LA ESCLAVITUD
La esclavitud en la segunda mitad del siglo XVIII, momentos por los que transcurre la novela, era una dolorosa realidad. No solo era común e indecente en las colonias, en las metrópolis europeas estaba a la orden del día. Desde los más diversos usos en los palacios y en las mansiones nobles hasta en la explotación minera, pasando por trabajadores del campo, galeotes, ayudantes en los ejércitos, prostitutas puestas a trabajar por sus dueños y un sin fin de trabajos, cientos de miles de esclavos, millones si contamos los que recalaron en tierras americanas, fueron arrancados de sus hogares y condenados a la servidumbre obligada.

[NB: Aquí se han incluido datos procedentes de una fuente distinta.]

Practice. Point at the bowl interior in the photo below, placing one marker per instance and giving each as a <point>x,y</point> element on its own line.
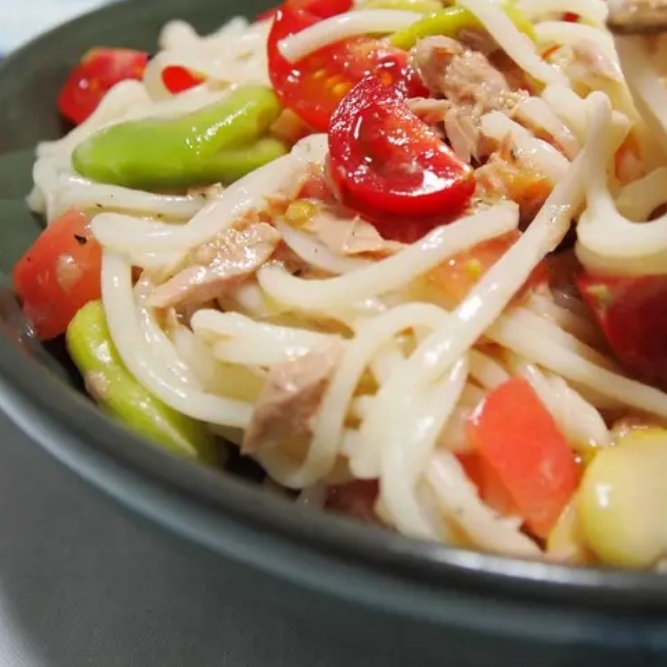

El conde de Peralada lo vive en la novela:
Mi vida en Portugal fue el despertar de los sentidos, la obertura de la sinfonía de la existencia. La residencia del embajador, es decir, mi padre, era espaciosa y tan anciana como la propia Lisboa. Una docena de sirvientes cubrían las necesidades del plenipotenciario español y también las mías, falto de cariño materno y de los familiares estíos mallorquines. Para esos menesteres de ternura, si así pueden llamarse, el rey José I de Portugal obsequió a mi padre con dos singulares esclavas mulatas brasileiras madre e hija para que me cuidaran. Un detalle que muy pronto agradecerían ambas, pues el trato recibido en nuestro hogar era infinitamente mejor que el que recibían en el Paço de Ribeira. Sabido es que los portugueses tratan peor a sus cautivos, incluso a los de la servidumbre palaciega, que en España. Pasada la época de los Austrias, en la que gustaban ambas cortes de tener esclavos deformes y enanos que dieran cierto toque morboso y lúdico a sus salones, ahora, la moda al estilo francés exigía hacer alarde de siervos de color de ambos sexos provenientes de las colonias de ultramar. Se les traía a la metrópoli de pequeños y se les educaba en la conveniencia de que sirvieran a la nobleza, incluso a la realeza y con la educación necesaria para no desentonar en los ambientes palatinos; sin perder, en la mayoría de las ocasiones, su condición servil, aunque compartieran lecho con sus amos… y dueñas. Entre los cortesanos se puso muy de moda tener asistentes de color, palafreneros mulatos elegantemente vestidos con librea; exóticos africanos de ébano empleados de cocheros o caleseros, embutidos con casaca y calzón blanco ajustado que destacara su naturaleza. Para las damas y los niños de alta alcurnia, incluidos los infantes, era obligada la posesión de alguna doncella mulata vestida a la criolla que llamara la atención a invitados y deudos. Todas las grandes naciones permitían y ejercían la esclavitud, pero Portugal y también España, estaban a la cabeza del más vil de los comercios para destinar la mayor parte de esta siniestra mercancía a las plantaciones de ultramar a las explotaciones mineras y como galeotes. Un siniestro y antiguo criterio popular aseguraba que la diferencia entre esclavos negros y musulmanes estribaba en que los primeros eran considerados como niños grandes, torpes y absurdos, pero sin malicia; en cambio los turcos, argelinos o tunecinos se les imputaba falta de lealtad y tendencia a la traición.

Pero no solo se trataba de esclavos africanos, musulmanes norteafricanos y turcos prisioneros eran esclavizados y a su vez el imperio turco y sus provincias sometían a los prisioneros cristianos a la misma infamia.
En la novela, Peralada conseguirá liberar a los prisioneros de la colonia genovesa de Tabarka y obtener de Carlos III permiso para instalarlos en la isla de Nueva Tabarca, frente a la costa española de Alicante a pocos nudos de Santa Pola.